More preschoolers learn foreign languages as parents realize benefits.![]()
By Stacy Wells Like most 3-year-olds, Brian Hwang can't read, can't add up the money in his mother's wallet and can't say what is in the soup he's having for dinner. But the Ithaca, N.Y., child giggles at the stories read to him in Mandarin, counts out 20 $1 bills in English and says his soup is hot in Taiwanese. Bilingualism: The Accent is on Youth
The number of American preschoolers like Brian who are learning to speak two and three languages is the rise because many experts and parents find that learning foreign tongues stimulates a child's mental development. Research has shown that bilingual youngsters are more imaginative, better with abstract notions and more flexible in their thinking than one-language children.
Today, there are at least 1,200 language programs nationwide for children under 6 years old, according to the Center for Applied Linguistics in Washington, D.C. Yet that doesn't come close to satisfying the demand for preschool foreign-language instruction.
In Milwaukee, three schools offer classes for 4-year-olds in French, German and Spanish -- and each class has a waiting list of 50 children. In Washington, applications have doubled in the past year for the International School's nursery and kindergarten classes taught in Spanish or French.
Linguists say that four years ago there were no books instructing parents on how to teach children bilingually; now there are more than 20.
Shrinking world
Günther Brandt, headmaster of the Washington International School, says the most common reason he hears from parents wanting bilingual courses for children is that "the world is getting smaller, and the U.S. is realizing it can't isolate itself any more."
Some parents say they regret not having learned a second language themselves. Others want to share part of their family heritage with their children. Yet many are enrolling their children in classes that have no connection with family roots. In San Francisco, nearly half the 0 preschoolers in the Nihonmachi program are non-Japanese, and more than a fourth of the youngsters at the Chinese-American International School are non-Oriental. The mother of the one black child in the program says she wants her son to be able "to communicate with the largest nationality in the world."
Preschoolers who can speak two languages learn to read more quickly than their monolingual peers, reports Kenji Hakuta, psychology professor at Yale and author of The Mirror of Language: The Debate on Bilingualism (Basic Books, 1986). Hakuta says that reading involves the same skills as speaking two dialects. Learning that two sounds are symbols for the same objet makes it easier for the child to understand that a printed world is a symbol also.
For years, many parents worried that their children would be confused by absorbing two languages at the same time. However, researchers are finding that those raised in a bilingual home begin to talk a little later but that, once they talk, they show a better understanding of the way language works than other children do.
Bilingual children often mix their languages -- something once viewed as a sign of confusion. But studies now show they are using words from one tongue to support and emphasize the other. "They are taking advantage of the richness of the languages," says Hakuta.
Although educators encourage teaching children a second language, they warn parents not to expect their youngsters to learn it without much time or trouble.

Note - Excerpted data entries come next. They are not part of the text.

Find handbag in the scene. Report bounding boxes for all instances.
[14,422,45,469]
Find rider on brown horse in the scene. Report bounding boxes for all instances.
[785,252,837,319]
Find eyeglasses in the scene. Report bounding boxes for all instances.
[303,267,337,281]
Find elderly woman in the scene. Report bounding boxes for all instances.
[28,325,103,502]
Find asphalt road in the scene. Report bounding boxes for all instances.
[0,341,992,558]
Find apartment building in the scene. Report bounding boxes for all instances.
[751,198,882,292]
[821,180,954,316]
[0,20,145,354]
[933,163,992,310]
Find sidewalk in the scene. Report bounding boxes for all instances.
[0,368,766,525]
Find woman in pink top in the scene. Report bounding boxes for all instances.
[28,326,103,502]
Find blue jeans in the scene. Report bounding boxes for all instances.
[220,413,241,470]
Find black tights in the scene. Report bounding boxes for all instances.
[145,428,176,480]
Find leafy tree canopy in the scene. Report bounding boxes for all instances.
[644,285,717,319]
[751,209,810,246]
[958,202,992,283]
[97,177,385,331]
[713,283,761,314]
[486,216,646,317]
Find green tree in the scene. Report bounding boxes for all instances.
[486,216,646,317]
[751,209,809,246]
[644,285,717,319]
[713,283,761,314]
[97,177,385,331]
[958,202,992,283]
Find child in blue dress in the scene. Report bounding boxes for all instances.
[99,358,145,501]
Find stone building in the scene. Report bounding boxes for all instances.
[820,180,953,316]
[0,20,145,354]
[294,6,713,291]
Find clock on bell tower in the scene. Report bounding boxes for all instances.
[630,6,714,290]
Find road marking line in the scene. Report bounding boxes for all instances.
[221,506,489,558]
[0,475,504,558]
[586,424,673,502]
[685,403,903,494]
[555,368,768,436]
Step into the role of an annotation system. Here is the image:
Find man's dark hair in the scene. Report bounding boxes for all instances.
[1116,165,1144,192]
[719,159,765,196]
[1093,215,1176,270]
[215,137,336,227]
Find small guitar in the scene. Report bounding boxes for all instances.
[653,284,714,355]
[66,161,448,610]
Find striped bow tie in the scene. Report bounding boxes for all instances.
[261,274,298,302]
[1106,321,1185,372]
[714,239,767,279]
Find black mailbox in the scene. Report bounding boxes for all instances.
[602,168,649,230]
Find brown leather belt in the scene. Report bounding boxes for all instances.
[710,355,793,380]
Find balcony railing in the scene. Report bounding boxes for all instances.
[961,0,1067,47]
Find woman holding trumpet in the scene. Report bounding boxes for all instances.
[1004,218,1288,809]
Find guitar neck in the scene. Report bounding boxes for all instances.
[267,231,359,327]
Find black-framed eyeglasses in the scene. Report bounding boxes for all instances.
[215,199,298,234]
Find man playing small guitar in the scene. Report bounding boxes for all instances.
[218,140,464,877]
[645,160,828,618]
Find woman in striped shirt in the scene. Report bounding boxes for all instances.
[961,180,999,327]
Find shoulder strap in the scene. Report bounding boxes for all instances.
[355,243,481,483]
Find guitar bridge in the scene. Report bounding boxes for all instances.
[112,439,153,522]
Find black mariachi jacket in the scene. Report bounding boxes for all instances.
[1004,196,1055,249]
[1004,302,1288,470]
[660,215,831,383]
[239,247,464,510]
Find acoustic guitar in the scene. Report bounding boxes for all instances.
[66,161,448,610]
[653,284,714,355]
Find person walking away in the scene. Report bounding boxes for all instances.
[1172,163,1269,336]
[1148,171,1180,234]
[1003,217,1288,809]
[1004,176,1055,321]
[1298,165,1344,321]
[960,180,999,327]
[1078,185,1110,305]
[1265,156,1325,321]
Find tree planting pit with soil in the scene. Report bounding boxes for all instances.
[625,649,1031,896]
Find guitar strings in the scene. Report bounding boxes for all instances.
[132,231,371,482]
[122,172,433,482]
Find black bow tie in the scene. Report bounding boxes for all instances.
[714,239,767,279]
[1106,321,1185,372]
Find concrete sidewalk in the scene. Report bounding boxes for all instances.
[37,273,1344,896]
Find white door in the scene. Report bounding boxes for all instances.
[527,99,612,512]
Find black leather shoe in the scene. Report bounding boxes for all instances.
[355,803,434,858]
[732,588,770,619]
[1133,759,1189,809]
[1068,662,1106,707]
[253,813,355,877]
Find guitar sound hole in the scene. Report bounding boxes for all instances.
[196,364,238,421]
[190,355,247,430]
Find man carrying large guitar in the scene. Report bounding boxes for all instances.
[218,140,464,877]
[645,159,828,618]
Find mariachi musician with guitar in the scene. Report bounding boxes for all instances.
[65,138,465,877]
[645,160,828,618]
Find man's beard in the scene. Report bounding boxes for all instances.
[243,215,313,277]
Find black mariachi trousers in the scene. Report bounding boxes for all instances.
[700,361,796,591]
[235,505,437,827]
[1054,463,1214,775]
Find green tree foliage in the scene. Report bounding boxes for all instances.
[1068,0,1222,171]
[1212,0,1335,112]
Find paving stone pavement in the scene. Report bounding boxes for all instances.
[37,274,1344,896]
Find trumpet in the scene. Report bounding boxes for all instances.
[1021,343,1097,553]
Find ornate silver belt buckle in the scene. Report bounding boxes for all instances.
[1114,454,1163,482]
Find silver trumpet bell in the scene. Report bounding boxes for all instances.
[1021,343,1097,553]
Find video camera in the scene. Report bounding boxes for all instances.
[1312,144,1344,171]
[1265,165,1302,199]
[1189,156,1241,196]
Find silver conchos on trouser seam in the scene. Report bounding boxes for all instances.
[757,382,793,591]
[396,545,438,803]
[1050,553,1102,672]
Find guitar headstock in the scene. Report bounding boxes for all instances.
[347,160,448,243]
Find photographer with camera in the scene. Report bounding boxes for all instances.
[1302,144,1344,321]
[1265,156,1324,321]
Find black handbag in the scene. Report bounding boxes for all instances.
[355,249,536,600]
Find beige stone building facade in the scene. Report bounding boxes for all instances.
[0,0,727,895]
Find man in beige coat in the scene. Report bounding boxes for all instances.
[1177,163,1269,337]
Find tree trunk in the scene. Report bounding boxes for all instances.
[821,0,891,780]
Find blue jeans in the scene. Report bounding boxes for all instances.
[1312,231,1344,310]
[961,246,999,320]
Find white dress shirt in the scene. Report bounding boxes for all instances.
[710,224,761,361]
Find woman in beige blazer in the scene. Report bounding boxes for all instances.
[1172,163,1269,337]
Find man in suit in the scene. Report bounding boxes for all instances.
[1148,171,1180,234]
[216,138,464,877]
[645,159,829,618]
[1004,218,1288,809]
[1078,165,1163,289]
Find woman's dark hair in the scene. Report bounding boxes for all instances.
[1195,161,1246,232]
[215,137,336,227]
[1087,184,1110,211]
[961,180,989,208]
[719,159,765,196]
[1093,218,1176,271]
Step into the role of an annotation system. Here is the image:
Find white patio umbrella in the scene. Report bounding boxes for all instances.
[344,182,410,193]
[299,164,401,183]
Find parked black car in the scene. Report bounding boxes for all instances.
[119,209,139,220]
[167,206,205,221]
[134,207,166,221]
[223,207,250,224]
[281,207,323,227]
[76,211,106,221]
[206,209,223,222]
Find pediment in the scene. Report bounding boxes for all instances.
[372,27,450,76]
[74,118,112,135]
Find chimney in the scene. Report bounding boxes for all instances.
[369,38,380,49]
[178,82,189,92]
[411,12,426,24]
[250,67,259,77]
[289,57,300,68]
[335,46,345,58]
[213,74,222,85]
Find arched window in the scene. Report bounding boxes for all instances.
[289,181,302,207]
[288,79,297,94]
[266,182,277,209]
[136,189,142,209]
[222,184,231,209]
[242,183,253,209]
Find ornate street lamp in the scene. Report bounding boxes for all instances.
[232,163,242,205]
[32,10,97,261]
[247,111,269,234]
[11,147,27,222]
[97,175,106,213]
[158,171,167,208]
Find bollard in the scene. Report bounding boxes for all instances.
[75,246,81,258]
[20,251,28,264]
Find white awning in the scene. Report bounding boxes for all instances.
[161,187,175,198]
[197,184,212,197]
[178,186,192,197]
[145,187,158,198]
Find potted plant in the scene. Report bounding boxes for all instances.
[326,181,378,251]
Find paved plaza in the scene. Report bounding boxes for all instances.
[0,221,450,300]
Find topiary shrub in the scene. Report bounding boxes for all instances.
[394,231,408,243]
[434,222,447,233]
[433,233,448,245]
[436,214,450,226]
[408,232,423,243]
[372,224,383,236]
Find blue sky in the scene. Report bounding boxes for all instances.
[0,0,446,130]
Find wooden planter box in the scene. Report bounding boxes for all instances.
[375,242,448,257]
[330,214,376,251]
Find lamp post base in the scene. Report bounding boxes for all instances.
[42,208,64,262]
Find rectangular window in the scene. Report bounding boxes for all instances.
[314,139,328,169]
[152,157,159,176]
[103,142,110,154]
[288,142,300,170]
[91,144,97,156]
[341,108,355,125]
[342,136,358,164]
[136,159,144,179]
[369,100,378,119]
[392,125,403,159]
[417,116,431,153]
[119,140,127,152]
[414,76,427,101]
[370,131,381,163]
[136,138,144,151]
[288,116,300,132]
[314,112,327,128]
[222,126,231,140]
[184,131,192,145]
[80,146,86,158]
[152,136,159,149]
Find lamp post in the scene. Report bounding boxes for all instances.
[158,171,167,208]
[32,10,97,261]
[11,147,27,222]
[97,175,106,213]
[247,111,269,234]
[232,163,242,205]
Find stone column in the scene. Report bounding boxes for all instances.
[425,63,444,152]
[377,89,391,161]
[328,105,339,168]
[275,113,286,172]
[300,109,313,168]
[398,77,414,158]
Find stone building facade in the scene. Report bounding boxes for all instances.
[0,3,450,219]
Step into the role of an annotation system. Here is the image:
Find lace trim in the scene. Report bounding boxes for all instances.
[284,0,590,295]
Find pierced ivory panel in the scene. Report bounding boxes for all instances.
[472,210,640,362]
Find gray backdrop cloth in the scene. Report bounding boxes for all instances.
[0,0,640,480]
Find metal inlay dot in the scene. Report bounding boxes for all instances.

Research is proving that children are not linguistic sponges.
Catherine Snow, associate professor at Harvard's Graduate School of Education, studied English-speaking adults and children learning Dutch and determined that if an adult and a child have equal exposure to a second language, the adult will learn it faster. Adults, she says, understand how languages work and have strategies for remembering words and grammar that are more developed than children's.
Peer pressure
Teachers say youngsters have two advantages: They are not inhibited by making new, strange sounds that come along with language training, and if they are exposed to these lessons earl enough, children will develop a native accent. Puberty is the generally accepted cutoff point for mastering the subtleties of an accent.
The only drawbacks that experts see in raising a child bilingually are that some might be teased because they're speaking a different language or, if placed in a class with native speakers, might be intimidated by the fluency of the others.
When Paúl Duston Muñoz of Silver Spring, Md., was 3, he decided to stop speaking Spanish. He told his mother that he didn't want to be different. Although his mother says that the only time he uses Spanish is when he is sick or thirsty at night or to say words that aren't polite in English.
Even if children reject the second tongue, say the experts, early training makes it easier to pick up the same language or begin a new one later.
Nothing in a bilingual education is ever lost, asserts McGill University psychology Prof. Wally Lambert. "It's as though the language is put on ice."